Arcania dropped one hand from his face, sighing.  "Is that truly all the
respect you hold for me?"  She shook her head.  "Had you seen half the horrors
I did whilst I languished in that world you intended to serve as my prison for
all time . . ."

"I have.  I was there far longer than you," he retorted.

"Ah, but you were not there at all," Arcania smiled, eyes suddenly lighting
up.

The world around him swirled, striking his senses hard as though he had been
clubbed over the head.  His runes abruptly lit back up again once he had left
her sanctum.

"Feel free to attempt to escape me, if you will," said Arcania.  "We could
fight here, in this barren world," she indicated the lifeless desert with its
grey sky overhead, "and even if you won, you would be stranded here, with not
the slightest inkling for how to return to anything you know."  She gave that
sardonic smirk again.  "If you won."

Emrikol's runes lit up, and for a moment Arcania set her stance, one hand
glowing with a green light as she raised it to point at him.  Emrikol sighed,
and his runes went dim once more.

"Why have you brought me here?" was all he said.
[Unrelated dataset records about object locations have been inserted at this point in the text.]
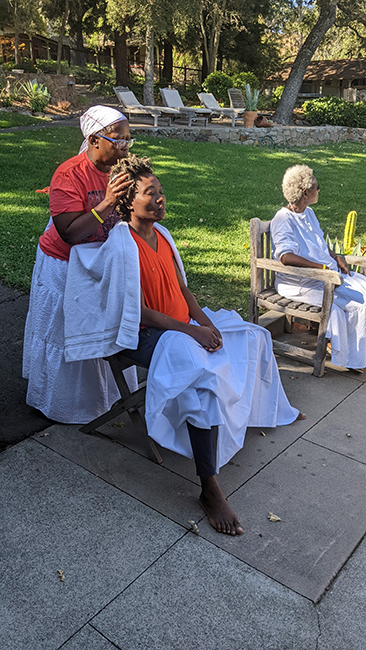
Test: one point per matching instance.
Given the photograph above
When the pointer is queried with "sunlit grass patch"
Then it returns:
(212, 193)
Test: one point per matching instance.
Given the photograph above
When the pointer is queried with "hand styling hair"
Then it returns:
(135, 168)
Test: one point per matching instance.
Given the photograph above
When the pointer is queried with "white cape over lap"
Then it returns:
(236, 387)
(301, 234)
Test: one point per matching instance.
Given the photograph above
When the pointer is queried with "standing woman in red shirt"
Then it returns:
(82, 202)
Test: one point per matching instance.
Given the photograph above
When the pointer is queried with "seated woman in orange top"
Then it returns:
(169, 308)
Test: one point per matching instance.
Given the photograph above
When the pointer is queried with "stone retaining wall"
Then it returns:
(290, 136)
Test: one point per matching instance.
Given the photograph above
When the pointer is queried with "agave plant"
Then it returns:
(347, 246)
(37, 94)
(251, 98)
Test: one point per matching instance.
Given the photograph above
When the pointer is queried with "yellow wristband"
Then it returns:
(96, 215)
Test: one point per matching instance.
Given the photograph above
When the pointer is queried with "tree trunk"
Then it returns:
(204, 72)
(328, 9)
(16, 48)
(121, 59)
(211, 25)
(76, 37)
(149, 68)
(61, 37)
(168, 61)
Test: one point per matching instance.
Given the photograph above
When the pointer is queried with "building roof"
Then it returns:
(323, 70)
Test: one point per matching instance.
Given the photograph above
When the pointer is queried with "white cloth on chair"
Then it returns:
(73, 393)
(301, 234)
(236, 387)
(102, 296)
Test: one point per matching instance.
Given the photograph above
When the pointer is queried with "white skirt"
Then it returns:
(236, 387)
(74, 392)
(347, 322)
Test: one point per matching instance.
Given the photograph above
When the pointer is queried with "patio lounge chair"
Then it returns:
(236, 98)
(209, 101)
(132, 106)
(173, 99)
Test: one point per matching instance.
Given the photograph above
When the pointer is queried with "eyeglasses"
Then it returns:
(119, 144)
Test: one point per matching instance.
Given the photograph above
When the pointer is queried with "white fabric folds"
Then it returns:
(95, 119)
(236, 387)
(102, 295)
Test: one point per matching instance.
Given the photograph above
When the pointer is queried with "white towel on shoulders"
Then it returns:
(102, 296)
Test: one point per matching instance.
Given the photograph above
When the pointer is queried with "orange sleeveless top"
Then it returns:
(159, 279)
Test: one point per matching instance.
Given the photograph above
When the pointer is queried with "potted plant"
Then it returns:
(251, 101)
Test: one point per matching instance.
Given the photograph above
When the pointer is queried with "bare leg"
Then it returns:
(217, 509)
(301, 416)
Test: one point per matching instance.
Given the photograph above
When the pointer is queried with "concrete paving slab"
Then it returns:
(344, 429)
(88, 639)
(198, 597)
(323, 517)
(342, 612)
(153, 485)
(59, 517)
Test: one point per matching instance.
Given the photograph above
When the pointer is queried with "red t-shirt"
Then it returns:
(76, 186)
(159, 280)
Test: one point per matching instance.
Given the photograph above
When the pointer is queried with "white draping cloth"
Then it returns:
(73, 393)
(236, 387)
(302, 235)
(95, 119)
(102, 295)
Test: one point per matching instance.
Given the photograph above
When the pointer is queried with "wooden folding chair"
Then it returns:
(128, 403)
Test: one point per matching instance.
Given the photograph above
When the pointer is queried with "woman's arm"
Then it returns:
(74, 226)
(290, 259)
(204, 335)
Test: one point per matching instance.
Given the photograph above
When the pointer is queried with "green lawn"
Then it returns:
(212, 192)
(7, 120)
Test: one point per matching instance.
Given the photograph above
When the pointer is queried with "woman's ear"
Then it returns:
(93, 140)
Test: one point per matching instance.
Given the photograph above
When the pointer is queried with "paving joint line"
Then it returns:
(116, 486)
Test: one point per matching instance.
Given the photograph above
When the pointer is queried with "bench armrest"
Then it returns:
(355, 259)
(315, 274)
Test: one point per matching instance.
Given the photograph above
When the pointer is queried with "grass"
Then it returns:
(8, 119)
(212, 192)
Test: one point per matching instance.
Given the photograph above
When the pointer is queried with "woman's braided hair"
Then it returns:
(135, 168)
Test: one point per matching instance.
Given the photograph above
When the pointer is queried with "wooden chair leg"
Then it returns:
(138, 421)
(321, 346)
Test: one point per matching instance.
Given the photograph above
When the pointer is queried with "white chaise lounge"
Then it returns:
(131, 106)
(172, 99)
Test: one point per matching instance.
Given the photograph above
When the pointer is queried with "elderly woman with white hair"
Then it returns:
(298, 240)
(82, 202)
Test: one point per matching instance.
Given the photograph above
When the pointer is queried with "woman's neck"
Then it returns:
(299, 207)
(145, 230)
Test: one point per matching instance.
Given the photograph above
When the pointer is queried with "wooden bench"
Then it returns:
(263, 295)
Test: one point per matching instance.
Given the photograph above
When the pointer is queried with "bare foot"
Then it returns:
(217, 509)
(301, 416)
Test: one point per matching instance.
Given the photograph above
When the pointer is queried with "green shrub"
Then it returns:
(49, 66)
(242, 78)
(335, 111)
(276, 95)
(251, 98)
(218, 83)
(37, 95)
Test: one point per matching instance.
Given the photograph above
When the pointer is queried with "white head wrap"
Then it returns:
(95, 119)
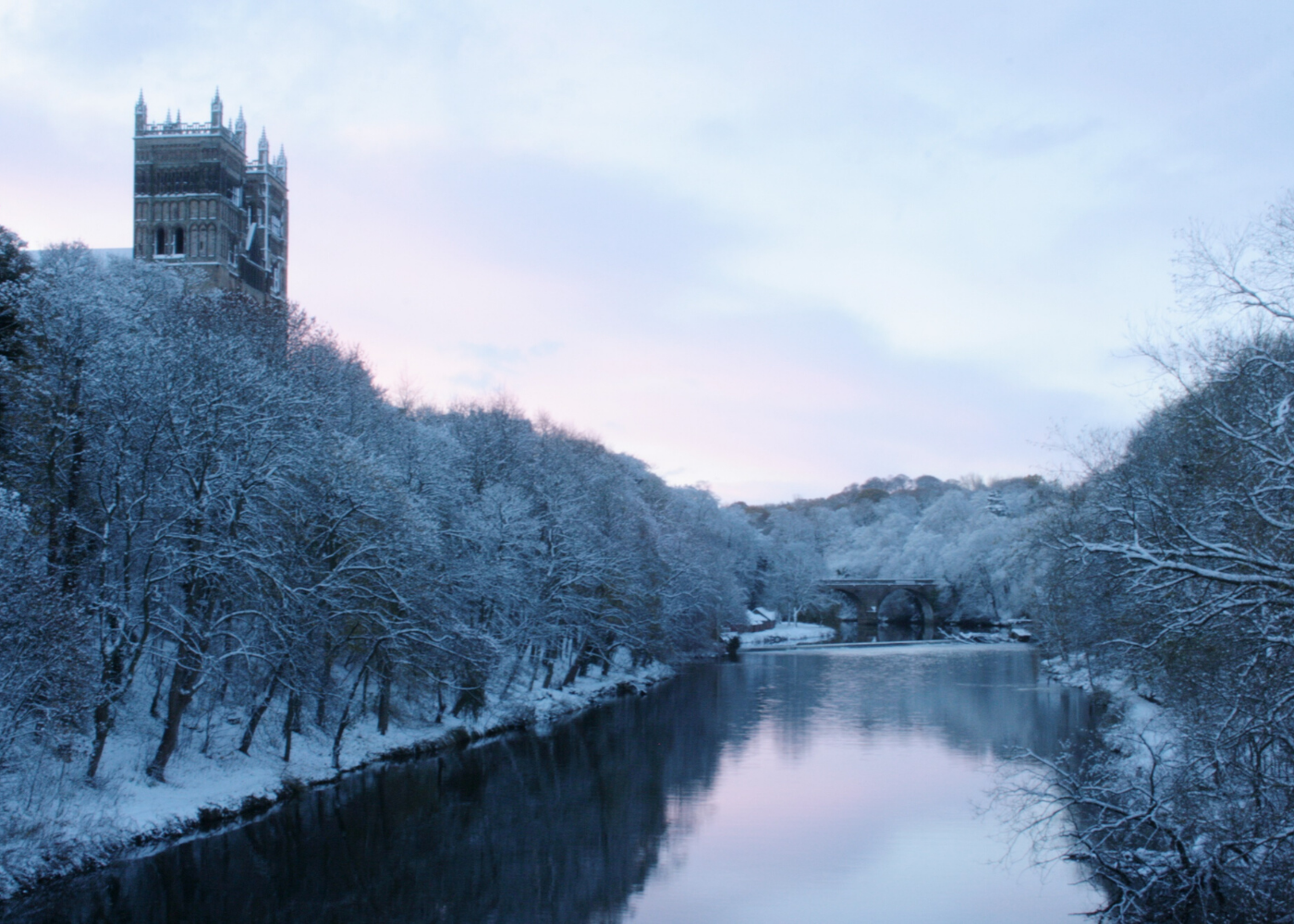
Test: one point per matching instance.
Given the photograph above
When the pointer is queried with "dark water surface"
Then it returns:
(812, 785)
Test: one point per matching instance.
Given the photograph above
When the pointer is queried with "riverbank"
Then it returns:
(787, 634)
(55, 823)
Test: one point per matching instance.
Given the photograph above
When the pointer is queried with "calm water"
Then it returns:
(812, 785)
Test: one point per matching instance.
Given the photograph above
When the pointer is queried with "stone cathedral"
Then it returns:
(200, 201)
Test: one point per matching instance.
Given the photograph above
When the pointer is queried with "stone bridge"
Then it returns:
(869, 593)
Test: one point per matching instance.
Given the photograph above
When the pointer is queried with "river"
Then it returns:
(822, 785)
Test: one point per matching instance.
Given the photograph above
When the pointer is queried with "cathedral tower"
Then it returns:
(198, 201)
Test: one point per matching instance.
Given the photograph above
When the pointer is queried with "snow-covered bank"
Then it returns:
(788, 633)
(55, 823)
(1132, 725)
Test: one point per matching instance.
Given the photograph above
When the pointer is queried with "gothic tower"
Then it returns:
(198, 201)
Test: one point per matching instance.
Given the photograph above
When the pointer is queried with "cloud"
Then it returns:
(782, 246)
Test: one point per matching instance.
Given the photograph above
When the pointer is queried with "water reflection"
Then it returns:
(821, 779)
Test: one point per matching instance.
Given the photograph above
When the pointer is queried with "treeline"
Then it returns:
(979, 539)
(1165, 578)
(209, 506)
(1171, 574)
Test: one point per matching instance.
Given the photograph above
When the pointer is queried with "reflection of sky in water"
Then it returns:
(856, 797)
(791, 787)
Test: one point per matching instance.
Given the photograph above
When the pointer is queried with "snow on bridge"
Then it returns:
(869, 593)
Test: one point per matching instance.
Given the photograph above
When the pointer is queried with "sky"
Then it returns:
(769, 248)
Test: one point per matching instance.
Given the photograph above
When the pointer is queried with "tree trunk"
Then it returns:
(325, 686)
(259, 712)
(578, 665)
(385, 700)
(187, 671)
(294, 707)
(103, 725)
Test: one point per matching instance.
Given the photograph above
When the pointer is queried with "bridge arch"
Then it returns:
(870, 594)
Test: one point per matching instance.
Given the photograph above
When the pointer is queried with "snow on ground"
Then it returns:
(52, 822)
(1136, 723)
(788, 633)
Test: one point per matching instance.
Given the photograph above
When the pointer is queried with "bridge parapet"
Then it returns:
(869, 593)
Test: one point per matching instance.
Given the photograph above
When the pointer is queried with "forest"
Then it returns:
(210, 517)
(209, 511)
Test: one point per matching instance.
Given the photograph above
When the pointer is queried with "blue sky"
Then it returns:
(774, 248)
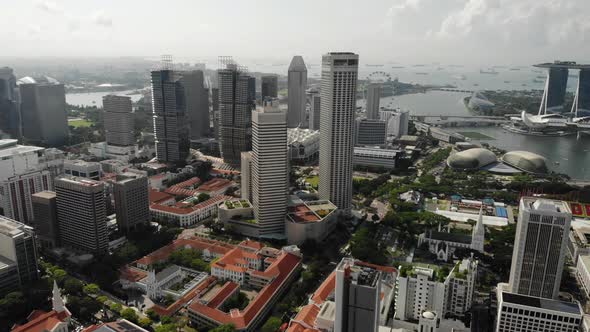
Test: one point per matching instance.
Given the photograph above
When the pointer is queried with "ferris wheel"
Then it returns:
(379, 77)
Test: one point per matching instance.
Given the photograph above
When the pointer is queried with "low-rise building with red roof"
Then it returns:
(215, 186)
(55, 320)
(187, 213)
(186, 188)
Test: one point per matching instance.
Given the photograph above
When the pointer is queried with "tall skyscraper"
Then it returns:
(81, 211)
(215, 111)
(338, 103)
(373, 98)
(540, 247)
(313, 100)
(10, 121)
(269, 168)
(16, 191)
(246, 175)
(297, 84)
(269, 86)
(197, 103)
(132, 204)
(45, 223)
(235, 108)
(18, 255)
(43, 110)
(119, 121)
(581, 104)
(358, 296)
(171, 127)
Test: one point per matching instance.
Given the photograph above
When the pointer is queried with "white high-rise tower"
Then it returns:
(269, 168)
(338, 104)
(540, 247)
(297, 84)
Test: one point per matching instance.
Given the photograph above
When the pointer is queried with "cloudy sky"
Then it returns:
(447, 31)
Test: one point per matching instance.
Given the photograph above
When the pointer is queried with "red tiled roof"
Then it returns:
(197, 291)
(286, 264)
(251, 244)
(185, 188)
(158, 196)
(215, 184)
(198, 243)
(43, 321)
(225, 292)
(186, 209)
(325, 289)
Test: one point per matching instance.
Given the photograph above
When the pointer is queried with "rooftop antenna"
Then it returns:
(166, 62)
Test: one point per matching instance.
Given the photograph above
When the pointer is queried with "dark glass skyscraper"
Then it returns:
(236, 102)
(9, 110)
(171, 127)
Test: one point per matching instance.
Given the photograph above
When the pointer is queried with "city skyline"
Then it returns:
(403, 30)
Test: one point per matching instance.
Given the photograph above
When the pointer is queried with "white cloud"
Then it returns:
(102, 19)
(536, 22)
(48, 6)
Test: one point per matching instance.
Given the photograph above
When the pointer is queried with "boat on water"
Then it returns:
(490, 72)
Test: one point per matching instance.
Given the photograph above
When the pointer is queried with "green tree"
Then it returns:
(102, 299)
(152, 314)
(116, 307)
(13, 305)
(73, 286)
(170, 327)
(91, 289)
(145, 322)
(203, 197)
(224, 328)
(273, 324)
(130, 315)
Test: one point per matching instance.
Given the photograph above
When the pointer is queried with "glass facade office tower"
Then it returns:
(171, 127)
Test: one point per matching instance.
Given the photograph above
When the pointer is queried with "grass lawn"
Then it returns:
(476, 135)
(313, 181)
(79, 123)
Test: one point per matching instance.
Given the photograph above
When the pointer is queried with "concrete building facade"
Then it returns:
(81, 211)
(297, 84)
(132, 204)
(269, 168)
(18, 255)
(10, 122)
(338, 104)
(269, 86)
(246, 175)
(45, 223)
(540, 247)
(369, 132)
(314, 102)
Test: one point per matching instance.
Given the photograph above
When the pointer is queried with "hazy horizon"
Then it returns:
(473, 32)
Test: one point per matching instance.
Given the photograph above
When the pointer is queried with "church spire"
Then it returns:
(56, 301)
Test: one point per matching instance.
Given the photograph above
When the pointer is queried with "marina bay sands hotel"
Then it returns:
(555, 88)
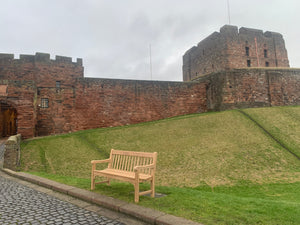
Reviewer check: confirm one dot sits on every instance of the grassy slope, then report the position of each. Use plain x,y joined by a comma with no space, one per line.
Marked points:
217,157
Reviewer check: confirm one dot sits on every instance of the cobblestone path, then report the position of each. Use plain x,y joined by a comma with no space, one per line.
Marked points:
20,204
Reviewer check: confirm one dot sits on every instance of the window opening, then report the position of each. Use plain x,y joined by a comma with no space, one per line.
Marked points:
57,84
44,103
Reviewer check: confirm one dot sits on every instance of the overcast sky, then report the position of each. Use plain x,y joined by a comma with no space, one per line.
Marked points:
113,37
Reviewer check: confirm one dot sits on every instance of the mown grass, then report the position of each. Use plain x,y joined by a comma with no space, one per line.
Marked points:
216,168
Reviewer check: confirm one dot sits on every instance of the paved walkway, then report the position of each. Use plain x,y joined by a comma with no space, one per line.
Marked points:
25,203
29,199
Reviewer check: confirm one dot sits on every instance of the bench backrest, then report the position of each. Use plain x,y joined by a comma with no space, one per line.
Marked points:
127,160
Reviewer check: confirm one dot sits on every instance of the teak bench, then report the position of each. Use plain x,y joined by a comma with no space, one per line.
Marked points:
133,167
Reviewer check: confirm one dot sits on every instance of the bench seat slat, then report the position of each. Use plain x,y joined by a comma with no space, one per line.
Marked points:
124,165
122,173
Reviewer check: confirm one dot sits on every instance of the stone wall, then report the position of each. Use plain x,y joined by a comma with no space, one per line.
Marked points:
44,107
21,96
107,102
12,152
41,69
245,88
226,50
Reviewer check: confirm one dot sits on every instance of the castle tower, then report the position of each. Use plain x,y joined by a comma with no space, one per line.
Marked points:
232,48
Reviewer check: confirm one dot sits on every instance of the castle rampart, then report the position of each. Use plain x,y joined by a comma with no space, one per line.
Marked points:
41,96
232,48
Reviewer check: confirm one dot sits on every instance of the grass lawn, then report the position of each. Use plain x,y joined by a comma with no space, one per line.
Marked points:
215,168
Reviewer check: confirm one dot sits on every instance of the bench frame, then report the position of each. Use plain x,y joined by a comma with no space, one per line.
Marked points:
129,166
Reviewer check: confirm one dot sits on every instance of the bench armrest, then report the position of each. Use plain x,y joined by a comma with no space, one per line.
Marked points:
100,161
137,168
She turned her back upon him, looking out at the world she had left only a
short time ago.  "This is the world of Yathulas," she said.  "It has been
ravaged by the sorceries of men without scruples, seeking power at any cost."

"Not unlike yourself," he mused.

Arcania laughed, a mocking sound that made Emrikol feel foolish.  "You must
learn more of what you deal with ere you criticize it," she chided him.
"Indeed, of late this world has gained a new hope to live, to grow beyond
the greed of those few who sought to rule it, to gain power from it at all
costs."

Now Emrikol's curiosity was raised.  "How did that come about?"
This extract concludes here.